Benefits of AWS Identity Federation

• Simplified User Management
  Leverage existing corporate or social identities—no separate AWS passwords.

• Centralized Access Control
  Define policies in IAM roles and manage permissions in one place.

• Enhanced Security
  Temporary, automatically rotated credentials reduce the risk of compromised keys.

AWS Private Link

AWS PrivateLink provides private, low-latency connectivity between your Amazon VPC and supported AWS services without using the public internet. By leveraging VPC endpoints, you can enhance security, improve performance, and simplify network architecture.

AWS VPC Endpoint Types

AWS VPC endpoints come in two flavors:

Note

Gateway endpoints are free of data processing charges, whereas interface endpoints incur hourly and per-GB data processing fees.

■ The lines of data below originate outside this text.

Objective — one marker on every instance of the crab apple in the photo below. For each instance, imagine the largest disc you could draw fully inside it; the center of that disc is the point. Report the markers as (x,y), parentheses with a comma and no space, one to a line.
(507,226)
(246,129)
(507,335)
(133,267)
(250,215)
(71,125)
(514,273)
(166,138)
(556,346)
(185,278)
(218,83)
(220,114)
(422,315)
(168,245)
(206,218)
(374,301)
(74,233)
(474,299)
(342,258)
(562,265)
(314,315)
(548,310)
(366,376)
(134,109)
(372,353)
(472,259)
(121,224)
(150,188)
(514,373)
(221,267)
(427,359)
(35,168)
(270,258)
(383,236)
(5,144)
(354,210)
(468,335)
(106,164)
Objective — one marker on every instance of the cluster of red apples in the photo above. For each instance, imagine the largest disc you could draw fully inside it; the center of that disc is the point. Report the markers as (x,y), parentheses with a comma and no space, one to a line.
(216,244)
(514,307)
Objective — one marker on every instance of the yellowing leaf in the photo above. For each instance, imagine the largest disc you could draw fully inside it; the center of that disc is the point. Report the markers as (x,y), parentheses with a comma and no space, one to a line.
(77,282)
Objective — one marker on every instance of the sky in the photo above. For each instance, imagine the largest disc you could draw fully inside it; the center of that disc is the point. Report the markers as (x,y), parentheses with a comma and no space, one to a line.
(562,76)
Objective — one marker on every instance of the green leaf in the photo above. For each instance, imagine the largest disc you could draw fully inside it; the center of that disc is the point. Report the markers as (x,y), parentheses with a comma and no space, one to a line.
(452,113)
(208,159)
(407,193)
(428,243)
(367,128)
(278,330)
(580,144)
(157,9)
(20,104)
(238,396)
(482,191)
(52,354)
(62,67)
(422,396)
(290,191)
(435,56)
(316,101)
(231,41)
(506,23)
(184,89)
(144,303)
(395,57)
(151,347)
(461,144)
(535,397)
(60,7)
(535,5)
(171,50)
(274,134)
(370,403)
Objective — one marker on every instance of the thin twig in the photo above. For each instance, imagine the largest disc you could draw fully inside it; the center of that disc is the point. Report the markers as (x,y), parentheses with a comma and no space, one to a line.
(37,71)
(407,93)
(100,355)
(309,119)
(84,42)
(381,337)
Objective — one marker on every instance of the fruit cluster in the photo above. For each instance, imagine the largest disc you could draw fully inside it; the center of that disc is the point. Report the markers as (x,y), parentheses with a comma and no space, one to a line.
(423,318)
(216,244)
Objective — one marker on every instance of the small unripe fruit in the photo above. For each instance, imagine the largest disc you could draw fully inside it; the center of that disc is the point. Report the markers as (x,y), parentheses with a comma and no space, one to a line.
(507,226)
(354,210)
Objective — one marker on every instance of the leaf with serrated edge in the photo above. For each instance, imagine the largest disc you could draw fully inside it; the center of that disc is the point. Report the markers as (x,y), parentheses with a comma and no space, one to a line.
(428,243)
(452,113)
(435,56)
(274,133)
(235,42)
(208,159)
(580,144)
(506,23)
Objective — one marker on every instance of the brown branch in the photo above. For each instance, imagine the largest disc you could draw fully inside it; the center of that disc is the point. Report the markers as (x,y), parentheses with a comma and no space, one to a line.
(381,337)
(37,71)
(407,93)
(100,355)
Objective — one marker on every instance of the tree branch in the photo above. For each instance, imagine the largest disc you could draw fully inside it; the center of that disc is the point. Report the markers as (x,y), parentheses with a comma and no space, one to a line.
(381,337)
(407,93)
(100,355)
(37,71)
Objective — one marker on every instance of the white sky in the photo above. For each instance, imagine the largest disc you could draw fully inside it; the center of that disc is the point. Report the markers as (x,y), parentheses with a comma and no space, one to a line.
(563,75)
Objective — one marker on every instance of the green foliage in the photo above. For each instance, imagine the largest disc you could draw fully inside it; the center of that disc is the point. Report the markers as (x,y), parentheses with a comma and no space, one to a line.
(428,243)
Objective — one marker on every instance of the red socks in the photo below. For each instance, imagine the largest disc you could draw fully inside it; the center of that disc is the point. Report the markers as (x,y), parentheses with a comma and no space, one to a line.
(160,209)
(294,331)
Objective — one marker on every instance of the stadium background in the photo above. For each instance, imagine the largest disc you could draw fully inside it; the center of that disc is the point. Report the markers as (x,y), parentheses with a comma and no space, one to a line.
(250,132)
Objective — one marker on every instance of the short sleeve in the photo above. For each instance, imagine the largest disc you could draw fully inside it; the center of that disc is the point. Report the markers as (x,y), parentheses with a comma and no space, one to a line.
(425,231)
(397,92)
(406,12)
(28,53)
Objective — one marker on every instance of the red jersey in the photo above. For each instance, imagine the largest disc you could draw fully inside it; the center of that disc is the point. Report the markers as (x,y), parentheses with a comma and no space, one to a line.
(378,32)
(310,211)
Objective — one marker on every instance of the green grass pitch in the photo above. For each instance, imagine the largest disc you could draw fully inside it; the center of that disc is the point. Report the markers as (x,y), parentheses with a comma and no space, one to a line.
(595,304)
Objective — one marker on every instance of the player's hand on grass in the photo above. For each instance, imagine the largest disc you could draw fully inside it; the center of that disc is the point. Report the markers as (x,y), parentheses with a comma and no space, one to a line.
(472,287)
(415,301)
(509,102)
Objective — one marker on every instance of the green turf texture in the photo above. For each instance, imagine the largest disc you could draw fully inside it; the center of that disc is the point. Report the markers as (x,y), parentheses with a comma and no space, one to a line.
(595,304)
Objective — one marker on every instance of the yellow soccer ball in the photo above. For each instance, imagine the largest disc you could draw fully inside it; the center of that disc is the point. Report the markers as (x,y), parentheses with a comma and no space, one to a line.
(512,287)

Gateway Endpoint: Accessing Amazon S3 Privately

To keep traffic between your VPC and Amazon S3 entirely on the AWS network, create a gateway endpoint:

aws ec2 create-vpc-endpoint \
  --vpc-id vpc-12345678 \
  --service-name com.amazonaws.us-east-1.s3 \
  --route-table-ids rtb-12345678

All S3 requests from your EC2 instances now use the private endpoint in your VPC, reducing latency and eliminating exposure to the public internet.

Warning

Gateway endpoints support only Amazon S3 and DynamoDB. For other services, use interface endpoints.

Interface Endpoint: Calling AWS Lambda Privately

When your applications need to invoke Lambda functions without leaving the AWS backbone, deploy an interface endpoint:

aws ec2 create-vpc-endpoint \
  --vpc-id vpc-12345678 \
  --service-name com.amazonaws.us-east-1.lambda \
  --subnet-ids subnet-abcdefgh \
  --security-group-ids sg-1234abcd

This command provisions ENIs in your selected subnets, each with private IP addresses mapped to the Lambda service endpoint. All Lambda invocations remain on the Amazon network, ensuring secure, low-latency communication.